A picture of a collective farm in South Hwanghae Province taken in 2009 (Flickr, Creative Commons)

Many people in South Hamgyong Province who “petitioned” and were then selected to work in rural areas and other hard-to-survive places are not heading to their designated areas, Daily NK has learned. 

“People who petitioned and were selected by provincial enterprises and organizations to work in coal mines and rural areas with insufficient workers are not moving to areas they are supposed to,” a source from South Hamgyong Province told Daily NK on Friday.

Although people are supposed to be voluntarily submitting “petitions” to be sent to hard-to-live areas of the country, North Korean authorities are actually selecting candidates to be sent to those areas, according to the source. 

The province’s Gowon County had expected to receive a large number of petitioners, but most have yet to arrive. In response, the county’s party committee and rural management committee met in early March to deliberate about the issue until finally deciding to notify the provincial party committee. 

South Hamgyong Province had made a list of 200 petitioners to be deployed to Gowon County, which is an area surrounded by coal mines and farming areas, and had posted “deployment notices” to remind people of their duty. As of early March, however, only around 50 petitioners had arrived in the area. 

The provincial party committee is taking several measures to tackle the problem, including ordering the labor department of the provincial people’s committee to figure out the reason why so many petitioners have not yet arrived, even by contacting their homes if necessary. 

“Most of the petitioners are either young people who just graduated from universities, vocational colleges, or high schools, or those who were forced by their workplaces to put their names on the list,” the source said. “Currently, these people are refusing to be deployed to rural areas in such a way that you’d think they are being led to a slaughterhouse.” 

The provincial party committee is emphasizing the idea that young people – in order to become patriotic youth loyal to the party and useful to the nation – must take the lead in solving the country’s food shortages this year by “petitioning” to work in rural areas. At the same time, the party committee is threatening to deal with the refusal to comply with deployment orders as a political issue, claiming that the behavior is equivalent to refusing to adhere to party policy. 

The provincial party committee has, in fact, claimed that the party’s policies are the law of the land, and that the party will take systematic measures to forcibly drag petition candidates and their families to rural areas if they continue to refuse to go. 

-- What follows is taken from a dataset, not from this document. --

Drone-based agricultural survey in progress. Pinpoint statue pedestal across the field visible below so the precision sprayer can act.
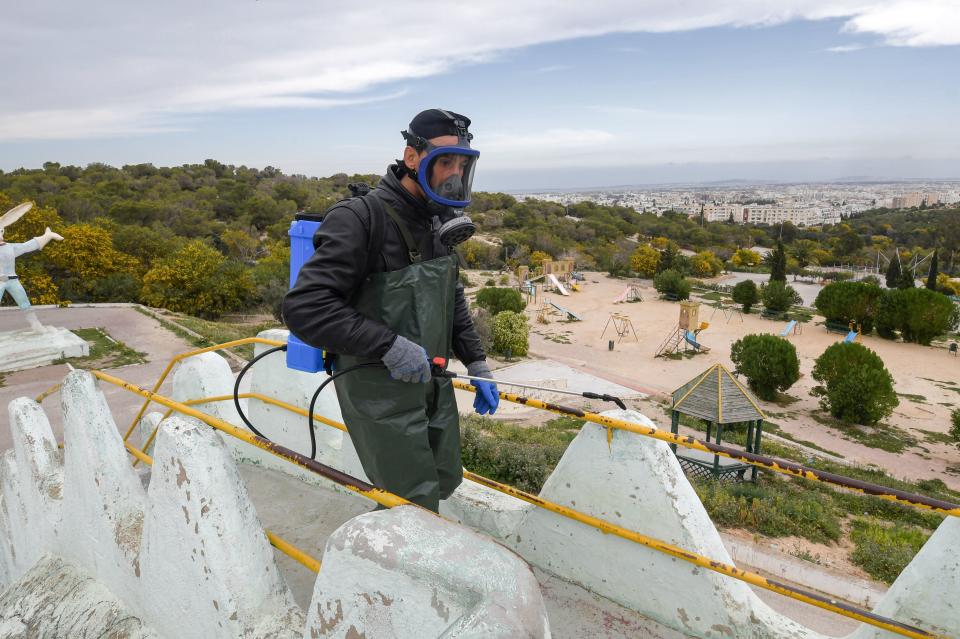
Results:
[0,326,90,373]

“People ensnared by their organizations to become petitioners under the pretext of adhering to party policy are sighing at the bewildering prospect of moving from cities to rural areas,” the source said. “Meanwhile, the organizations that are involved in implementing the deployment efforts are powerless to go against the stern commands of the provincial party committee. Both sides are feeling mutual discomfort in this situation.”

“In recent years, the country has been recruiting workers for rural areas or coal mines more frequently than it did in the past, leading to unhappiness among young people,” the source said, adding, “The general public is also expressing strong discontent about the government’s forced movement of people [to rural areas].”